Composable infrastructure

Composable infrastructure is used more to “to describe hardware architectures” than different software approaches and is offered by vendors such as Cisco, Dell, and HPE with “modular system resources you compose in real time,” says 451 Research's Abbott.

It relies on an orchestration or composition layer outside of the application to abstract the physical infrastructure and configure it for the applications, says Linthicum. 

"With a composable infrastructure, the creation of resources such as load balancers or database servers can be automatically created when traffic, loads, or application latency hits certain levels,” says Yottaa's Weil. “You can take a series of disparate or integrated components and [assemble] them into a consistent architecture, whether physical, virtual, or hybrid."

One of the benefits of composable infrastructure over other software-defined approaches is that it allows the sharing of resources, such as system memory, among the virtual machines to meet varying application loads, says Murphy.  

Keep the end in mind

But all of these new software-defined approaches might be relegated to niche status by the public cloud services that use the same software-defined approach on a massive scale to deliver radically lower costs and greater scalability than any on-site data center, says Linthicum.
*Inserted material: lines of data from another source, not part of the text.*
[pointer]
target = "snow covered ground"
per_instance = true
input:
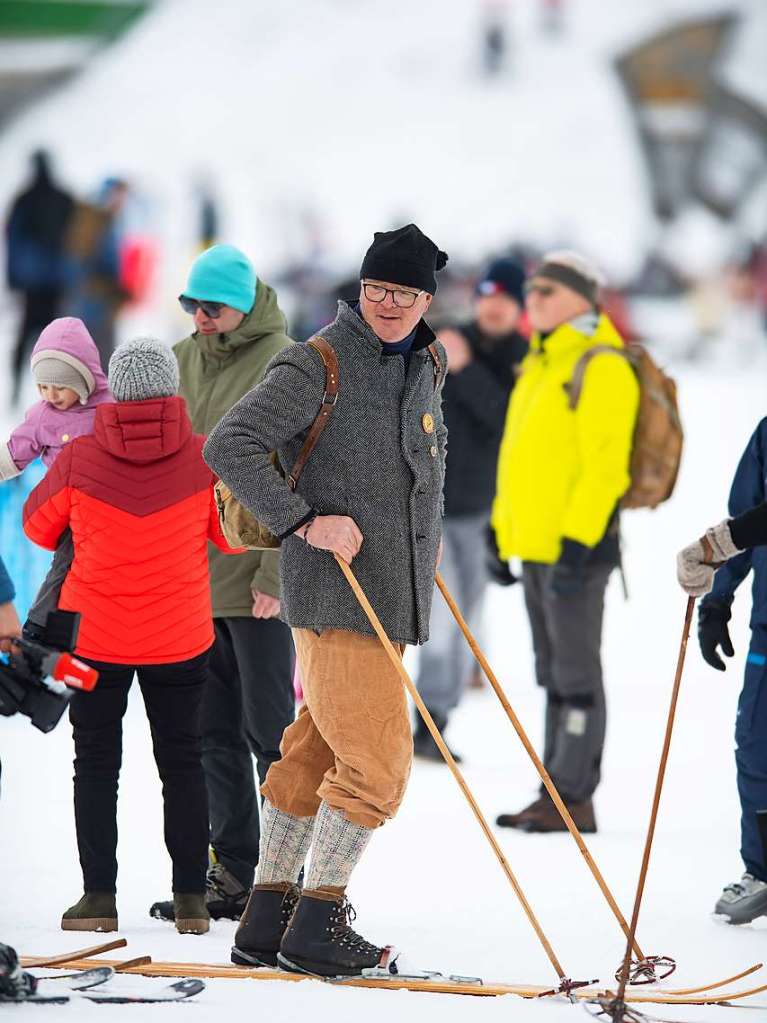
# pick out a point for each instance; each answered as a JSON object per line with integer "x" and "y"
{"x": 430, "y": 883}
Customers might use such internal software-defined approaches to rehost internally only those applications that can’t be cost-effectively moved to the cloud.

Whatever approach, or mix of approaches, you use, judge each vendor’s offering by how well it delivers the benefits you need most: reduced costs, faster deployment time, improved security and compliance, or a fast path to implementing DevOps.

“With virtualization as a stepping-off point, I would do a pilot project on something like software-defined storage … in a discrete application area and start learning from there,” recommends Abbott. “We’re still in the very early days, so you need to find something that fits your mode of operation, and not bite off the entire thing. We’re still some years away from the fully software-defined data center.”